LACONIA — A city man who became entwined with a Tilton Police officer regarding a stolen merchandise card pleaded guilty yesterday in the Belknap County Superior Court to one count of receiving stolen property.
Judge James O'Neill sentenced Richard McNeil, 40, formerly of Laconia to 1 1/2 to 3 years in prison — all suspended — pending five years of good behavior. McNeil was also ordered to undergo substance abuse treatment.
McNeil, along with the man who actually stole the card, Richard Miner, was ordered to pay back $2,000 to the victim.
Miner pleaded guilty in August of 2014 to receiving stolen property and was released from the Belknap County House of Corrections on April 1, 2015.
According to records, Miner stole the card from a Tilton homeowner and contacted McNeil about selling it. At the time, Minor and McNeil were roommates.
McNeil, according to an investigation into the theft conducted by the Merrimack County Sheriff's Department, allegedly called former Tilton Det. Crp. Mathew Dawson and asked him if he knew anyone who could use it. (It was a Lowe's rebate card good only for merchandise).
According to Dawson's statements to investigators, McNeil assured him it was not stolen and Dawson told a relative about the card. The relative allegedly purchased it from McNeil for $600.
The card was used once in Gilford for a small purchase and once in Littleton for the balance.
By pleading guilty today to receiving stolen property, McNeil acknowledges he knew or should have known the card was stolen.

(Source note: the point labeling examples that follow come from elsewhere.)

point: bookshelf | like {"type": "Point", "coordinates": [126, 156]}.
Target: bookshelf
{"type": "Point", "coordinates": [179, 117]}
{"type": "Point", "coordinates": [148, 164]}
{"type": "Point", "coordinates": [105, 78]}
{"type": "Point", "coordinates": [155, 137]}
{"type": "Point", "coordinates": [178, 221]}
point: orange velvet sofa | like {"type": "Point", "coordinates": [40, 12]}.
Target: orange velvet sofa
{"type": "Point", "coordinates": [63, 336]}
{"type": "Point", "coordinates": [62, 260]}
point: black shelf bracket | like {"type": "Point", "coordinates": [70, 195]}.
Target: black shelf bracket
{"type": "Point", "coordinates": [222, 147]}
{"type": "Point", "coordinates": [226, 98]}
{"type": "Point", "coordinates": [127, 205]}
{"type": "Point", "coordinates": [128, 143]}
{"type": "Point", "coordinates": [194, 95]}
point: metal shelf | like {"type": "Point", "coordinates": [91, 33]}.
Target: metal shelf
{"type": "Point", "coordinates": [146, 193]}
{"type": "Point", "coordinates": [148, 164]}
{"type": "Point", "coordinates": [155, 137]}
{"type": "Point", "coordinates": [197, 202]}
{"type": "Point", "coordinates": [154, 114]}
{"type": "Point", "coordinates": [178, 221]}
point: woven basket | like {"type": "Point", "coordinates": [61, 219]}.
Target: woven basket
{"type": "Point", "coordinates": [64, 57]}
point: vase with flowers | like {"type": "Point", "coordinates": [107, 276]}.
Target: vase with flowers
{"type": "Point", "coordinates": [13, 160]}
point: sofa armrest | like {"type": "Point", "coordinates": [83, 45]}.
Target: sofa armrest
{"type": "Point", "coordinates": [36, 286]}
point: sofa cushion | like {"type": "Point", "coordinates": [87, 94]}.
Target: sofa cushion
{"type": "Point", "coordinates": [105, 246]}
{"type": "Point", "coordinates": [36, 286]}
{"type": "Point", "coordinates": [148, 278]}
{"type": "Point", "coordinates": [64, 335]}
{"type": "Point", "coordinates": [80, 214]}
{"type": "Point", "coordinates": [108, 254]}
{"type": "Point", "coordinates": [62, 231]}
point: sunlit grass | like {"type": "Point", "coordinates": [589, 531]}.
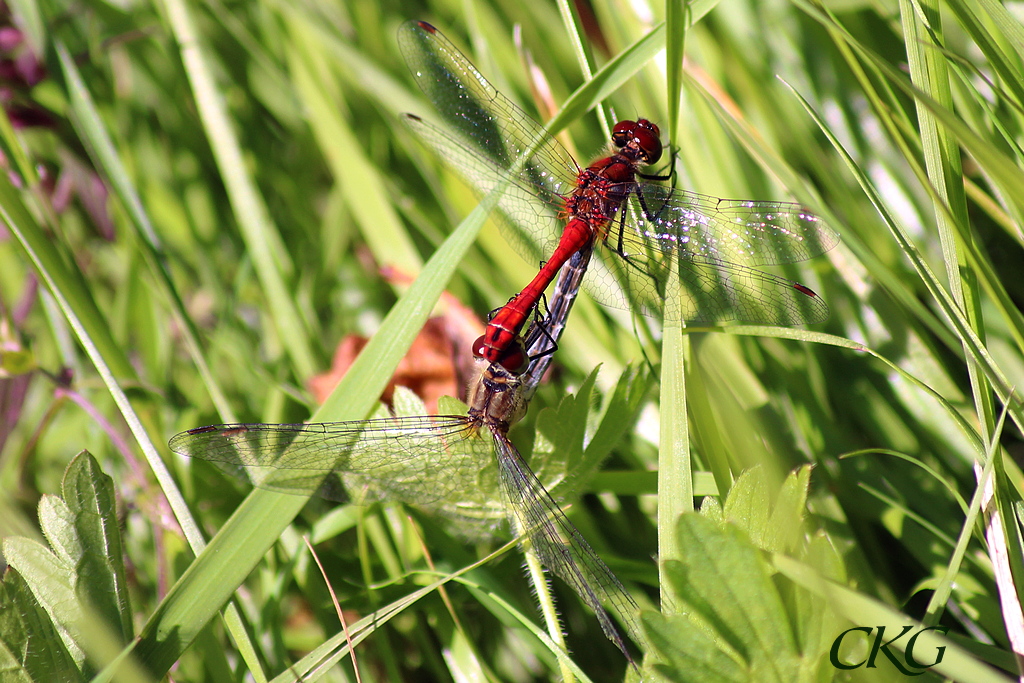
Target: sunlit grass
{"type": "Point", "coordinates": [259, 176]}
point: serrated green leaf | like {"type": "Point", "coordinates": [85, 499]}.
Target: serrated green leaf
{"type": "Point", "coordinates": [31, 647]}
{"type": "Point", "coordinates": [99, 568]}
{"type": "Point", "coordinates": [749, 505]}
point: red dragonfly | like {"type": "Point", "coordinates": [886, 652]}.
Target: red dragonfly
{"type": "Point", "coordinates": [657, 238]}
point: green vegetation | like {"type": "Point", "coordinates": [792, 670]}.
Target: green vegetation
{"type": "Point", "coordinates": [259, 177]}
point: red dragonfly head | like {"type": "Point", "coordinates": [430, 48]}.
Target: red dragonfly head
{"type": "Point", "coordinates": [639, 139]}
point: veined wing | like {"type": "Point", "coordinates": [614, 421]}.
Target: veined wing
{"type": "Point", "coordinates": [413, 459]}
{"type": "Point", "coordinates": [528, 210]}
{"type": "Point", "coordinates": [711, 291]}
{"type": "Point", "coordinates": [669, 220]}
{"type": "Point", "coordinates": [560, 546]}
{"type": "Point", "coordinates": [481, 118]}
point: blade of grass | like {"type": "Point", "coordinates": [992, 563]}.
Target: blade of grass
{"type": "Point", "coordinates": [261, 237]}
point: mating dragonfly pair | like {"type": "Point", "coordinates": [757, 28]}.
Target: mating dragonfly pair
{"type": "Point", "coordinates": [649, 242]}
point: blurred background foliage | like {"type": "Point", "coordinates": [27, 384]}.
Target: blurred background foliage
{"type": "Point", "coordinates": [206, 203]}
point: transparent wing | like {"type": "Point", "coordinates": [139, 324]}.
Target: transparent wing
{"type": "Point", "coordinates": [668, 220]}
{"type": "Point", "coordinates": [482, 119]}
{"type": "Point", "coordinates": [560, 546]}
{"type": "Point", "coordinates": [528, 210]}
{"type": "Point", "coordinates": [711, 292]}
{"type": "Point", "coordinates": [423, 460]}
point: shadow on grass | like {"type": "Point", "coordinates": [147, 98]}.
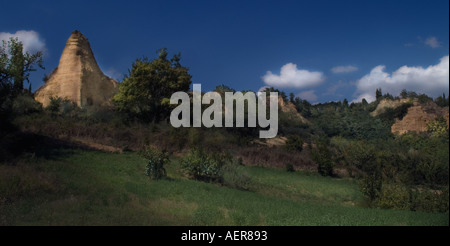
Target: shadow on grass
{"type": "Point", "coordinates": [16, 144]}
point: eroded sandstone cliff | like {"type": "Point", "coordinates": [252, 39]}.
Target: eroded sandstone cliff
{"type": "Point", "coordinates": [78, 77]}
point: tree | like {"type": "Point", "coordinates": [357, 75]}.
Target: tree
{"type": "Point", "coordinates": [15, 68]}
{"type": "Point", "coordinates": [15, 65]}
{"type": "Point", "coordinates": [378, 94]}
{"type": "Point", "coordinates": [145, 91]}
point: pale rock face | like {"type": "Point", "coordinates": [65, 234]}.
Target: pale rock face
{"type": "Point", "coordinates": [78, 78]}
{"type": "Point", "coordinates": [418, 117]}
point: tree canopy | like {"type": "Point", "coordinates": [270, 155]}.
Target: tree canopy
{"type": "Point", "coordinates": [146, 90]}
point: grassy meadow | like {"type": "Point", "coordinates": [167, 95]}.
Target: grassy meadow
{"type": "Point", "coordinates": [83, 187]}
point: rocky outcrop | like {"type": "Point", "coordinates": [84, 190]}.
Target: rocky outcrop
{"type": "Point", "coordinates": [78, 77]}
{"type": "Point", "coordinates": [418, 116]}
{"type": "Point", "coordinates": [388, 103]}
{"type": "Point", "coordinates": [289, 108]}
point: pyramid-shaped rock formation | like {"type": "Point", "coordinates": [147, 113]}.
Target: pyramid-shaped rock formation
{"type": "Point", "coordinates": [78, 77]}
{"type": "Point", "coordinates": [418, 117]}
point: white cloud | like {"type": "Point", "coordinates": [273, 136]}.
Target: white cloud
{"type": "Point", "coordinates": [344, 69]}
{"type": "Point", "coordinates": [308, 95]}
{"type": "Point", "coordinates": [433, 42]}
{"type": "Point", "coordinates": [332, 89]}
{"type": "Point", "coordinates": [432, 80]}
{"type": "Point", "coordinates": [112, 73]}
{"type": "Point", "coordinates": [291, 77]}
{"type": "Point", "coordinates": [31, 40]}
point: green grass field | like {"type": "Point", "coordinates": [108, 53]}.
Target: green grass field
{"type": "Point", "coordinates": [77, 187]}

In court yesterday, McNeil, through his lawyer William Woodbury, told Judge James O'Neill that he was an addict. He said he failed to appear for a court date because he had relapsed while in Manchester sometime in April and spent a month in both Massachusetts General Hospital and a Manchester Hospital. He said when he was able to fully be aware of his circumstances he called his parole officer. McNeil was returned to the N.H. State Prison for a 30-day parole setback but has since been released.
As a result of his overdose, McNeil told the judge he had become involved in a residential treatment program called Teen Challenge, which is a 15-month residential program with an option to stay as an intern for an additional six months.
He said he had been living there since May 5.
McNeil told Judge O'Neill that prison was a "crazy experience" and that he completed programs while he was there but they just weren't long enough. He said his new program is Christian-based and is helping him to address the feelings and problems he had been using drugs and alcohol to masquerade.
"I am at your mercy," he told Judge O'Neill and agreed with him that if he didn't complete the program he would go to prison.
Grafton County Prosecutor Mary Bleier said that McNeil's most recent sentence would be served consecutively to his current one (for which he is on parole) should he mess up again. He must be of good behavior for five years.
"I'm giving you a shot again to straighten out your life," said Judge O'Neill. "I sincerely hope you do so."
Because of his involvement with McNeil, Dawson was placed on paid administrative leave for six months while the Merrimack County Sheriff's Office and the N.H. State Police investigated the case.
Upon his return to work, Dawson was demoted to patrol officer and removed from the detective bureau.
Neither he or his relative Ted Dawson have been charged with any wrongdoing by police.